Hopefully we’ve started to persuade you that shadow IT isn’t as scary as it sounds, and that some version of business-led IT could represent a better paradigm for understanding the challenges of SaaS sprawl. Let’s look at a practical example of this shift in thinking.

We can practically guarantee that if you start with SaaS discovery and build out your SaaS inventory, you will discover use of project management apps like Monday.com, Asana, Smartsheet, Airtable. There is nothing inherently wrong with use of these apps, if anything, their adoption might indicate a technology gap in your organization that needs to be addressed.

Business-led IT thinking encourages us to accept that the lines-of-business needed project management tools in order to function. If central IT already licenses a project management app, it’s either not fit for purpose or there is a simple awareness issue.
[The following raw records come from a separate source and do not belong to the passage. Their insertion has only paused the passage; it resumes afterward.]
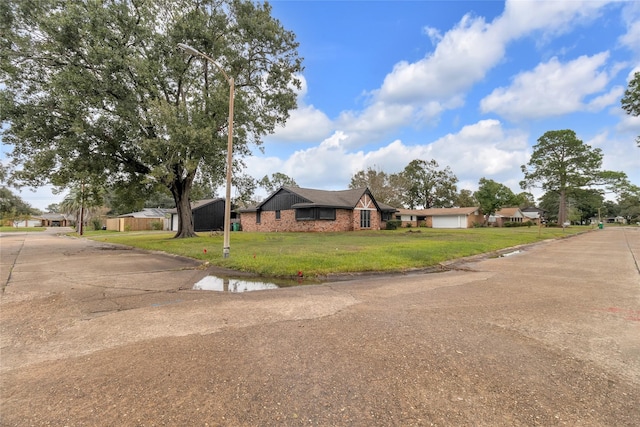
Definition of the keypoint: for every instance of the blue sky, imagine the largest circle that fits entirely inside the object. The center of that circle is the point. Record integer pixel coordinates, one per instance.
(471, 84)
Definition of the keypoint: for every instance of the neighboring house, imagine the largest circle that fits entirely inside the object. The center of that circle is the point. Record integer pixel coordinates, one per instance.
(306, 209)
(146, 219)
(505, 215)
(533, 214)
(208, 215)
(441, 217)
(26, 223)
(54, 220)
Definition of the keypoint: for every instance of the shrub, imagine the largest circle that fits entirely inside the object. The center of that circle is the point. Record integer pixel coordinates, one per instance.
(393, 225)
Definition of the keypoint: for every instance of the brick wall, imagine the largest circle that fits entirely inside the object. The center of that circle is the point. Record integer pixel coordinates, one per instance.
(346, 220)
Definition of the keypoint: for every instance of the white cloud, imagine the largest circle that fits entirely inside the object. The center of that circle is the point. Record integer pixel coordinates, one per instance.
(552, 89)
(631, 16)
(483, 149)
(417, 93)
(306, 123)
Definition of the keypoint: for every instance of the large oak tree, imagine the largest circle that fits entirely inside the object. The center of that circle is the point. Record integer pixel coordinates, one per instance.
(631, 99)
(97, 92)
(493, 196)
(561, 164)
(428, 186)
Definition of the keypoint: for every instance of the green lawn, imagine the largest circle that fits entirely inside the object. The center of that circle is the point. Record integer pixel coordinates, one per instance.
(320, 254)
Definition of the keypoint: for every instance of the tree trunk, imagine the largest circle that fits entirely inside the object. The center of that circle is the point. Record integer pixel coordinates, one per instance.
(181, 189)
(562, 208)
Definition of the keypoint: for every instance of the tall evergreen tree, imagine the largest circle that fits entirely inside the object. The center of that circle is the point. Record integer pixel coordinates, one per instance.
(631, 99)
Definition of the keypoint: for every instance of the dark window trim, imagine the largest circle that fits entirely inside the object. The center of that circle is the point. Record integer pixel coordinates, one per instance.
(315, 214)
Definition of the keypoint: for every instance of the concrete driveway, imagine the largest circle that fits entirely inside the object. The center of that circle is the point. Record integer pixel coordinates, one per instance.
(93, 334)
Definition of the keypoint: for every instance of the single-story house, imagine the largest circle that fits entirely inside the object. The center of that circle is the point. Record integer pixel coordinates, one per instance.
(146, 219)
(208, 215)
(533, 214)
(54, 220)
(306, 209)
(441, 217)
(507, 215)
(26, 223)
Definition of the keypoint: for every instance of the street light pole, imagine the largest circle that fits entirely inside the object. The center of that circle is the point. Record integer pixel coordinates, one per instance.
(226, 246)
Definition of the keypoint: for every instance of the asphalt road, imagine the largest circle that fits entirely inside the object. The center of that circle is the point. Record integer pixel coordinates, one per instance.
(97, 335)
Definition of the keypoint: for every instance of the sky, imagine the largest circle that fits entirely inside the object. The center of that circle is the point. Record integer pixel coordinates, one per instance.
(470, 84)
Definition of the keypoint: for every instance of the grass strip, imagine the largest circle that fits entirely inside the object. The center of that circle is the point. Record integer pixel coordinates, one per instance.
(321, 254)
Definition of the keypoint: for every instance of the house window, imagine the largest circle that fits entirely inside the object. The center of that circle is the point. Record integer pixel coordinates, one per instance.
(365, 219)
(305, 214)
(327, 213)
(312, 214)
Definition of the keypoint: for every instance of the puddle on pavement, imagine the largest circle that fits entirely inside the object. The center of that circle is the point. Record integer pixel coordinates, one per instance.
(228, 284)
(510, 253)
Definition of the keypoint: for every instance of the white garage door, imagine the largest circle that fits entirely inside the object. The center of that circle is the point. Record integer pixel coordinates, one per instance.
(449, 221)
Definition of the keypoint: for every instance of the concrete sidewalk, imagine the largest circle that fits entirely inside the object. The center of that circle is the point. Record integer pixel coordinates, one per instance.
(93, 335)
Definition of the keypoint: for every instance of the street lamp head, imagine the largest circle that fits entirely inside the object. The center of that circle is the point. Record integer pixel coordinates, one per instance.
(188, 49)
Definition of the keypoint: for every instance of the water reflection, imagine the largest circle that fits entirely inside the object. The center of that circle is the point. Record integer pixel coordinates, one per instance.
(224, 284)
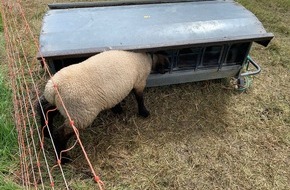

Leaving each team to operate whatever project management app they want isn’t the right solution though. It’s IT’s opportunity to engage with these teams and shape their decisions. That means consolidating usage into as few apps as possible to achieve volume discounts and efficiencies in training and support. Once IT has partnered with the business to establish which apps are delivering value, there needs to be an Information Security review and from an operational perspective these apps should be covered by standardized management processes for renewals, user access reviews etc.

The common misconception is that the business wants to hide from IT. What we’ve witnessed in our work with progressive IT teams is that the business is more than happy to collaborate with IT. As with most interdepartmental interactions, success in IT / business partnership is built on mutual respect and an understanding that both parties have expertise and a job to do.